Fair market value accounting would require the truck's book value on the balance sheet be decreased to this "replacement value."
-
Liabilities
-
When accounting for liabilities, fair value accounting standards require that the accounting basis should be the price at which the liability can be settled or incurred between two willing parties. Assume, for instance, that you have agreed to advertise on a billboard for the next six months and agreed to pay $10,000 for this right. However, billboard rates have dropped significantly and your contract allows you to cancel this agreement at no cost. You could simply get out of the present contract and rent the same billboard for $8,000.

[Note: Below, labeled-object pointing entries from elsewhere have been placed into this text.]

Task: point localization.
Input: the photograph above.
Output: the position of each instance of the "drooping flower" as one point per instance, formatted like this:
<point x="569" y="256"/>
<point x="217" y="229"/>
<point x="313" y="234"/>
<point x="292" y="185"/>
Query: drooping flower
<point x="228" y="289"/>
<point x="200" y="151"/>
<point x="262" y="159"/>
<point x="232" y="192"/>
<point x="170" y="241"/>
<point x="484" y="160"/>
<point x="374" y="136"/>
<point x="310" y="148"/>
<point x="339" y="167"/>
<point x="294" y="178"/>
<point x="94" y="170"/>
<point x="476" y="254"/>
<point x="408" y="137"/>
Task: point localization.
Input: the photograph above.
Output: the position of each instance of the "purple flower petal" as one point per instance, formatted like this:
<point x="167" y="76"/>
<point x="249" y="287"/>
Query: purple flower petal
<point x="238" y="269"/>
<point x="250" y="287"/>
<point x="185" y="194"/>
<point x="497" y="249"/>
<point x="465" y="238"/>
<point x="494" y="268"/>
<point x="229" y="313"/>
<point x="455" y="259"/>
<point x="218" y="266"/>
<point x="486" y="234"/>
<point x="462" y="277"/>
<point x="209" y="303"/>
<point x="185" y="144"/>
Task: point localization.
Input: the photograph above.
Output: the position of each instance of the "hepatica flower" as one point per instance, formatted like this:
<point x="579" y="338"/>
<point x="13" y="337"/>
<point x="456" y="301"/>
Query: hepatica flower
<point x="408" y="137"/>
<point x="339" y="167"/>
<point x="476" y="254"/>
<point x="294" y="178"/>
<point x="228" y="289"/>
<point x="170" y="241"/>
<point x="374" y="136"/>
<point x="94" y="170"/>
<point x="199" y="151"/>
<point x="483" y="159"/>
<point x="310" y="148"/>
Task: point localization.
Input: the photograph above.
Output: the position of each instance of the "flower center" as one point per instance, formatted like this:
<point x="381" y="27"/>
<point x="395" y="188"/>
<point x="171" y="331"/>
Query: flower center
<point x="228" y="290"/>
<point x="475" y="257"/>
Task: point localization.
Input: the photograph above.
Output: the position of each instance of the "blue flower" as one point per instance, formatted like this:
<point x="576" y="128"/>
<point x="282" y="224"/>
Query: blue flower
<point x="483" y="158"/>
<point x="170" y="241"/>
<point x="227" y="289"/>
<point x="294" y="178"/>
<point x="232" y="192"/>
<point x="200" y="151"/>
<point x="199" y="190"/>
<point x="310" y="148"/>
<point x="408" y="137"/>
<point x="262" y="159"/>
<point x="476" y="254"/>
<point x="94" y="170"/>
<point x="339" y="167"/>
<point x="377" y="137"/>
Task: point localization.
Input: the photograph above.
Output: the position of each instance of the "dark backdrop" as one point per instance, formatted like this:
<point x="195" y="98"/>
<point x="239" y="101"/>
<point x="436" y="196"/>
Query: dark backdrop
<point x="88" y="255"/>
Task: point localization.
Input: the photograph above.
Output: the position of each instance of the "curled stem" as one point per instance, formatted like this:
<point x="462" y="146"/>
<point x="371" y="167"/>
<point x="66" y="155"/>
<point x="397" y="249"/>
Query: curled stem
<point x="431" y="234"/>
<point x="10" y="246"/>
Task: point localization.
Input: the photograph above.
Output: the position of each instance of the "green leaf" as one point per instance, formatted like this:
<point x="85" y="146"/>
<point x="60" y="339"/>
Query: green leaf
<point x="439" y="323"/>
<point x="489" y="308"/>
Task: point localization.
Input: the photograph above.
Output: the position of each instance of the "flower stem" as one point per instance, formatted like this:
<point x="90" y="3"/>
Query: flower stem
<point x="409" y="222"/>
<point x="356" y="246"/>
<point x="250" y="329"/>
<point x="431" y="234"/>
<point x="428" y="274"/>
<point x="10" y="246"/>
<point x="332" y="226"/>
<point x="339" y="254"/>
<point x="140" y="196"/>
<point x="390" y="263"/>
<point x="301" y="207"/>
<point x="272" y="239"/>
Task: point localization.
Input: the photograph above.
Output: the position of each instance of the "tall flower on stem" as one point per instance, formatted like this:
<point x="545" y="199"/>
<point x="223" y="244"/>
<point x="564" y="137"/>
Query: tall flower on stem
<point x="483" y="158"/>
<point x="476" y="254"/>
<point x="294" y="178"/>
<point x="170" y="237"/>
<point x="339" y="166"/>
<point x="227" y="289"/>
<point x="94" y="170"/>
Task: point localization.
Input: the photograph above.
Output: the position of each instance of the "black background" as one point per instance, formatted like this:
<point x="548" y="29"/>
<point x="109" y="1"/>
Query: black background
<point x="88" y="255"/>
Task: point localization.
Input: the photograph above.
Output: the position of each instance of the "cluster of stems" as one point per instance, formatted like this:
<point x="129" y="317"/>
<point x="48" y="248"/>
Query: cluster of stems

Again, fair value accounting requires that you record an obligation of $8,000 instead of the contractually stipulated $10,000, because this is the value at which your present obligation can be settled.
Issues
-
The primary issue with fair value accounting is the difficulty of finding fair prices for hard-to-value assets. While a delivery truck may be relatively easy to price by calling used vehicle dealers, the same may be nearly impossible for a 2-year-old giant crane. Highly specialized rare machinery, certain financial products and various other kinds of assets and liabilities often do not have a secondhand market, and fair value accounting may therefore be difficult to apply for certain firms.